Als der Abend noch jung war: Markus Hürlimann und Jolanda Spiess-Hegglin an der Land­ammannfeier vom 20. Dezember 2014. (Bild: Charly Keiser)

Jolanda Spiess-Hegglin gab in den letzten Tagen verschiedenen Medien zur Auskunft, dass sie seit den Ereignissen nach der Zuger Landammann-Feier vom 21. Dezember täglich bedroht und beschimpft werde.

Diese anonymen Beschimpfungen und Drohungen verurteile Markus Hürlimann aufs Schärfste, teilt sein Anwalt Markus Dormann am Mittwoch mit. Zugleich verwahre sich sein Mandant aber in aller Form gegen die Vorverurteilung, die ihm selbst widerfahre, heisst es in der Medienmitteilung weiter.

Anwalt: «Spiess-Hegglins Aussagen sind widersprüchlich»

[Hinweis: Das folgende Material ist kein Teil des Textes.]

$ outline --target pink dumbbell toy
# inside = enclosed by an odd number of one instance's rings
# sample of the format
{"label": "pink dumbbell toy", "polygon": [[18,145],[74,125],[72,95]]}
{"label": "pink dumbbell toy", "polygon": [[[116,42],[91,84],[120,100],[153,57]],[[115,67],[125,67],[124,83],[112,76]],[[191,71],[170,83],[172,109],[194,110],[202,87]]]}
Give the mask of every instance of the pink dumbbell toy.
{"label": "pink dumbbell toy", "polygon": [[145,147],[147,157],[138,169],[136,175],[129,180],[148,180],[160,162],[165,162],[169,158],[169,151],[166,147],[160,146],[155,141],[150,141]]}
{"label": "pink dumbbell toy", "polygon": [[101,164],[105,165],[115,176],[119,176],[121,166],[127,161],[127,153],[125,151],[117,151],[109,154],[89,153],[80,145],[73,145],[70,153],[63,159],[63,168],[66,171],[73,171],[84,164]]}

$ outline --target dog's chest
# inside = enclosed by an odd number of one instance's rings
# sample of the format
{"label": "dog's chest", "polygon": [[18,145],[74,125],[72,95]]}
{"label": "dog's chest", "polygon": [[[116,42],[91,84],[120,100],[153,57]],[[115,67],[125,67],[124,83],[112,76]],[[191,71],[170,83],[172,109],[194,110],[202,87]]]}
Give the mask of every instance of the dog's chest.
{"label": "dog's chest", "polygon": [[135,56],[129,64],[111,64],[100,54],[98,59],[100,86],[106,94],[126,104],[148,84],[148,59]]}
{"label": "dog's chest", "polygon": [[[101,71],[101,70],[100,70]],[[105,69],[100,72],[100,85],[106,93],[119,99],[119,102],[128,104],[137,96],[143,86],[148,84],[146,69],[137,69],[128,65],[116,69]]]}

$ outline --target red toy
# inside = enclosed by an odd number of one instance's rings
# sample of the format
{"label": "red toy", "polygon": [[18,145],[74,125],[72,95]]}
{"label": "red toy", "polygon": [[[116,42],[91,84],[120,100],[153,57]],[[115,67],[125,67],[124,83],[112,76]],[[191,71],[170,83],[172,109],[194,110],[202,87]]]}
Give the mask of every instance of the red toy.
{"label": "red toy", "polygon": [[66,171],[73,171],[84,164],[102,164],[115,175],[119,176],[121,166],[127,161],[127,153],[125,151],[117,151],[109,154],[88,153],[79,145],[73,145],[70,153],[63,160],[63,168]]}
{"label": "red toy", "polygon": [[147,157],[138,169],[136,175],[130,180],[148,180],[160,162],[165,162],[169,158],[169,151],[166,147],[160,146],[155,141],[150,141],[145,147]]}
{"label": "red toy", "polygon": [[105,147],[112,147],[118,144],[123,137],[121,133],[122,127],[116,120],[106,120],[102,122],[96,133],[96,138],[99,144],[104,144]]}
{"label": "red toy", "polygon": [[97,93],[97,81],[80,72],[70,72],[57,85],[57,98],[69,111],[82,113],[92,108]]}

Auch die aktuelle Stellungnahme kommt aber nicht ohne Seitenhiebe aus: Ebenso bedauerlich wie die heftigen Reaktion gegen Spiess-Hegglin sei, wie widersprüchlich die Aussagen der Grünen Kantonsrätin in den Medien wären. Einerseits betone sie, «Markus Hürlimann niemals beschuldigt oder angezeigt» zu haben. Anderseits halte sie ebenso deutlich an ihrem Vorwurf fest, sie sei von ihm missbraucht worden. Dies, obwohl weder sie – gemäss ihren eigenen Aussagen – noch er sich an sexuelle Handlungen erinnern könnten, und obwohl alle bislang befragten Zeugen eine beidseitig freiwillige Annäherung zwischen den beiden unter Alkoholeinfluss bestätigen, argumentiert Dormann weiter.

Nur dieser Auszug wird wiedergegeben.